Guatemala has signed confidentiality agreements with pharmaceutical companies and the World Health Organization (WHO) regarding the acquisition of COVID-19 vaccines. The country expects to receive the first 800,000 doses from mid-February onward through the COVAX program backed by the WHO.
COVAX is a global initiative to ensure rapid and equitable access to COVID-19 vaccines for all countries, regardless of income level. In its mission to expedite early availability of vaccines and help bring a rapid end to the acute stage of the COVID-19 pandemic, COVAX exercises agreement options with several pharmaceutical companies.

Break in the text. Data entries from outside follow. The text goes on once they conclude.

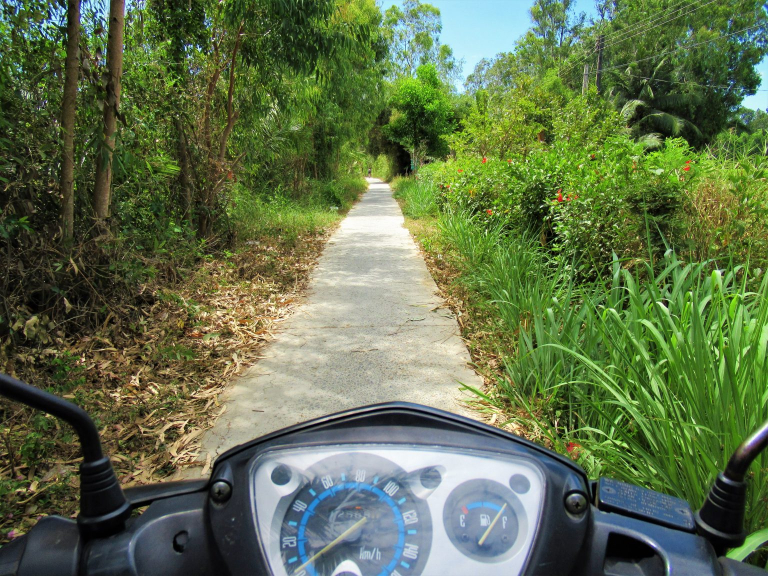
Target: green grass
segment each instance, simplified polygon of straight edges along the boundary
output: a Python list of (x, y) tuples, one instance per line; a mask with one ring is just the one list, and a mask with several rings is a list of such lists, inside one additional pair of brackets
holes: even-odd
[[(615, 260), (577, 283), (537, 239), (505, 235), (467, 212), (440, 216), (463, 281), (516, 342), (495, 392), (524, 407), (580, 463), (699, 506), (738, 444), (767, 417), (768, 280), (673, 253), (655, 267)], [(754, 282), (749, 282), (755, 285)], [(765, 526), (768, 458), (753, 467), (747, 524)]]
[(424, 218), (437, 214), (437, 190), (434, 186), (412, 178), (392, 181), (395, 198), (403, 200), (403, 214), (409, 218)]
[(240, 241), (280, 236), (295, 242), (299, 236), (317, 234), (338, 222), (365, 189), (365, 180), (347, 177), (313, 183), (299, 197), (280, 191), (265, 197), (240, 190), (230, 215)]

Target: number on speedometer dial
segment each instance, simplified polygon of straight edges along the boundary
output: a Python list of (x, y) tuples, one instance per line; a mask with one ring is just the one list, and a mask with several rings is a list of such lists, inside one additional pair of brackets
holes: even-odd
[(406, 473), (372, 454), (318, 462), (290, 501), (280, 550), (290, 576), (415, 576), (432, 539)]

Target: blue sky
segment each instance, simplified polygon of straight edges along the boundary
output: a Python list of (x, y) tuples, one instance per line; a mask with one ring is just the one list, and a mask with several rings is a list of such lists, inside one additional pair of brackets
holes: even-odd
[[(481, 58), (491, 58), (499, 52), (509, 52), (515, 41), (531, 25), (528, 10), (533, 0), (427, 0), (437, 6), (443, 20), (441, 42), (453, 48), (457, 59), (464, 60), (464, 75), (471, 73)], [(402, 0), (381, 0), (382, 10)], [(594, 15), (593, 0), (577, 0), (577, 11)], [(768, 78), (768, 58), (759, 68)], [(762, 90), (768, 89), (763, 82)], [(768, 92), (758, 92), (744, 100), (749, 108), (768, 108)]]

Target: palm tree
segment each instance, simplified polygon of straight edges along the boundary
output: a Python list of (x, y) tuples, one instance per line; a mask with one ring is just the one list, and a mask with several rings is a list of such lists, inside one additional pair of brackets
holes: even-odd
[(658, 148), (666, 137), (683, 136), (691, 143), (703, 139), (699, 128), (685, 117), (687, 111), (701, 103), (701, 96), (696, 92), (673, 92), (677, 84), (659, 78), (665, 64), (667, 61), (662, 60), (650, 75), (629, 67), (612, 78), (610, 97), (614, 105), (627, 121), (632, 136), (648, 148)]

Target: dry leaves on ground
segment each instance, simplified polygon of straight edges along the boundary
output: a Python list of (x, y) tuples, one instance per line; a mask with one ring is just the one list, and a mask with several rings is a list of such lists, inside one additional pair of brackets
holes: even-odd
[[(325, 238), (264, 240), (203, 260), (176, 284), (142, 287), (151, 292), (146, 307), (114, 304), (114, 318), (97, 332), (17, 348), (6, 370), (84, 406), (125, 486), (167, 478), (197, 463), (203, 432), (225, 410), (228, 382), (295, 308)], [(52, 358), (63, 372), (51, 372)], [(79, 449), (57, 420), (0, 408), (2, 542), (42, 514), (76, 512)]]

Guatemala also expects vaccines from:
-Pfizer and BioNTech, which its vaccine BNT162b2 against SARS-CoV-2 has demonstrated evidence of efficacy in participants without prior evidence of SARS-CoV-2 infection
-Moderna, a biotechnology company founded in 2010 in Cambridge, Massachusetts, which is pioneering a class of medicines based on messenger RNA (mRNA).
-Russia’s Sputnik V, the world’s first registered vaccine based on a well-studied human adenoviral vector-based platform. Sputnik V is already registered in more than 20 countries.
The ongoing Sputnik V post-registration clinical trial in Russia involved more than 31,000 volunteers.